Keep in mind the Urban Land Institute targets institutional investors and developers. That being said, the lead paragraph from the ULI’s Emerging Trends in Real Estate 2012 report:
For 2012, U.S. real estate players must resign themselves to a slowing, grind-it-out recovery following a period of mostly sporadic growth, confined largely to “wealth island” real estate markets—the primary 24-hour gateways located along global pathways. A handful of cities also should continue to benefit from expansion in locally based technology- and energy-related industries. Otherwise, most commercial markets have stabilized, but will find marked improvement in occupancies and rents relatively elusive. Despite some stepped-up bargain hunting, capital generally will continue to avoid commodity real estate in most secondary and tertiary cities.

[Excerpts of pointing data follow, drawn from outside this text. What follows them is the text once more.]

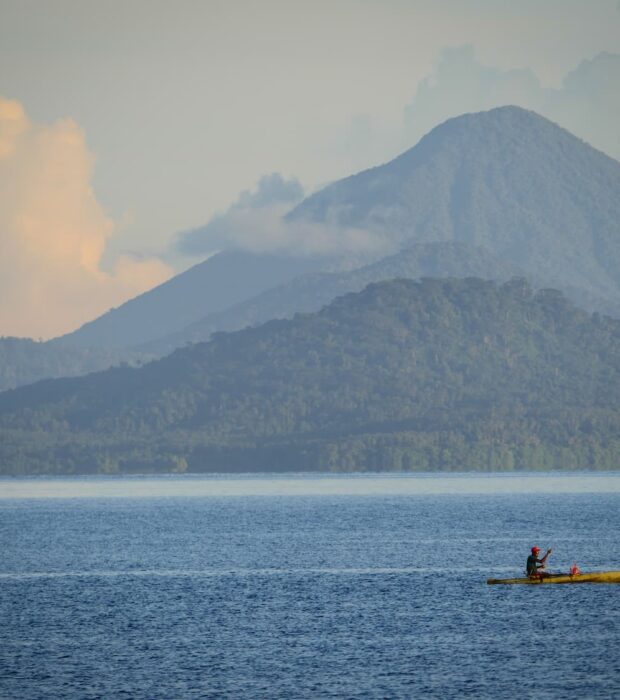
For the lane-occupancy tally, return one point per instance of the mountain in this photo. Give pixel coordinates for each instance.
(312, 291)
(436, 374)
(508, 180)
(23, 361)
(507, 185)
(211, 286)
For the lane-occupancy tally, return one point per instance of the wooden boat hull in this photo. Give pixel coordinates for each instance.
(593, 577)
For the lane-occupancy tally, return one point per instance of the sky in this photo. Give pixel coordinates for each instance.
(137, 137)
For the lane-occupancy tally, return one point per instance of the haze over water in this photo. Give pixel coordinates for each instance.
(305, 586)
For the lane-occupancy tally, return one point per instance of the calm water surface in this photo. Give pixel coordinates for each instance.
(196, 588)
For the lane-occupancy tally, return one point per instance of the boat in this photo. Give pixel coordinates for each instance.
(592, 577)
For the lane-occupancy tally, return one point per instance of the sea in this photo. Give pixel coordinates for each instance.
(356, 586)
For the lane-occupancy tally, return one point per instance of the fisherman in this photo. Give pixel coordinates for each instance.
(535, 565)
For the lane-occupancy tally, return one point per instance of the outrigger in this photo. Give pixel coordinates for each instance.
(592, 577)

Among the property sectors, only apartments will score especially well: demographic trends and the aftermath of the housing bloodbath combine to increase and sustain demand for multifamily units.
And from the summary for San Francisco, the ULI’s number three U.S. market to watch:
“It’s back”—near the top—and rates as the survey’s best buy for office and apartments. “Bullish market timers bet on room for big future office rent increases, pushing purchase pricing way ahead of fundamentals.” Empty buildings counterintuitively look most attractive to some buyers: “They see so much upside in rents.” In fact, the South of Market district “catches fire”—reminiscent of pre-tech-bubble-burst days in 2000. Computing and internet firms expand to satisfy young tech-savvy hires who want to work and live in the midst of 24-hour city amenities and action. Unlike tentative tenants in most other markets, Bay Area tech companies readily lease large blocks of space for future expansion. But overall market vacancies still register in the mid- to low teens, and demand in this Pacific gateway can fall suddenly.